Portion of settlements with financial perpetrators would supply the pool.

Vermont victims of investment fraud will be more likely to recover money thanks to a restitution fund the state created this week.

The state will supply the fund by siphoning a portion of monetary settlements from securities enforcement cases, according to Vermont Commissioner of Financial Regulation Michael Pieciak.

He said somewhere between 12% and 15% of settlements will be diverted to the restitution fund. Last year, the state assessed about $3 million in penalties for securities violations.

Under the rules for the fund, victims can obtain the lesser of $25,000 or 25% of restitution awarded within two years of a final order. Vulnerable persons, including those age 60 and over, could receive the lesser of $50,000 or 50%.

The fund was created as part of a bill approved this year in the Vermont legislature. The goal is to give victims of financial rip-offs a way to recover some money when the perpetrators have already blown through ill-gotten gains.

“These would be folks who would be otherwise uncompensated,” Mr. Pieciak said.

Vermont joins Indiana and Montana in establishing restitution funds. Other states may follow.

“These are conversations we have to have because these funds provide real benefits to investors,” said Mr. Pieciak, who also is president of the North American Securities Administrators Association.

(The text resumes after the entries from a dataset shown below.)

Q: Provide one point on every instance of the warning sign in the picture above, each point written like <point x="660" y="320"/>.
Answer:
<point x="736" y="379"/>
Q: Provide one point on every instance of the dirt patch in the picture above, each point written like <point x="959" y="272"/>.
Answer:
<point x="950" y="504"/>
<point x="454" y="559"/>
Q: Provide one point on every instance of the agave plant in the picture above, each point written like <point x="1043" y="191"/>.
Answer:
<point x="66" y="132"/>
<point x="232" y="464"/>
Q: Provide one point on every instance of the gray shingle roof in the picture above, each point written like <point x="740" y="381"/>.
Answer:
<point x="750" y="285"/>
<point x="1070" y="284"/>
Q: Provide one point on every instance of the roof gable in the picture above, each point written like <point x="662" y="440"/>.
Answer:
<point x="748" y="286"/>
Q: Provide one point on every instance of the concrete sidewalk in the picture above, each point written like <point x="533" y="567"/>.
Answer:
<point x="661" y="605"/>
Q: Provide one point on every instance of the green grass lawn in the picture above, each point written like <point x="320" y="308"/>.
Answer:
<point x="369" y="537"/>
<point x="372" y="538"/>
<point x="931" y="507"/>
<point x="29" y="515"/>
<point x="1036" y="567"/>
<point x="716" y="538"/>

Christine Lazaro, president of the Public Investors Arbitration Bar Association, said restitution funds are a good idea.

“In terms of investor protection, it’s an important step in ensuring that investors who are harmed are given some recovery,” said Ms. Lazaro, who also is a law professor at St. John’s University.

The Vermont fund arrives while the Financial Industry Regulatory Authority Inc. grapples with the problem of unpaid arbitration awards.

“We would like to see Finra use its fine money to help provide restitution to investors who go through the arbitration process,” Ms. Lazaro said.

During a session on unpaid arbitration last year at a meeting of the Securities and Exchange Commission’s Investor Advisory Committee, the Financial Services Institute warned that a fund for arbitration victims should not be funded by brokerages that have done nothing wrong.

Although the Vermont fund taps money only from violators, FSI is wary of the state’s approach.

“Similar to the arbitration fund, we would be concerned that the existence of the fund would lead to Vermont bringing additional enforcement matters and/or increase enforcement fines in order to fund the pool,” Robin Traxler, FSI senior vice president of policy and deputy general counsel, said in a statement. “We encourage Vermont to monitor their statistics around enforcement matters and fines to ensure these are not increasing because of the existence of the fund.”

A recent Finra rule proposal would require rogue brokerages to shift money to an account controlled by Finra that could be used in part to fund unpaid arbitration awards.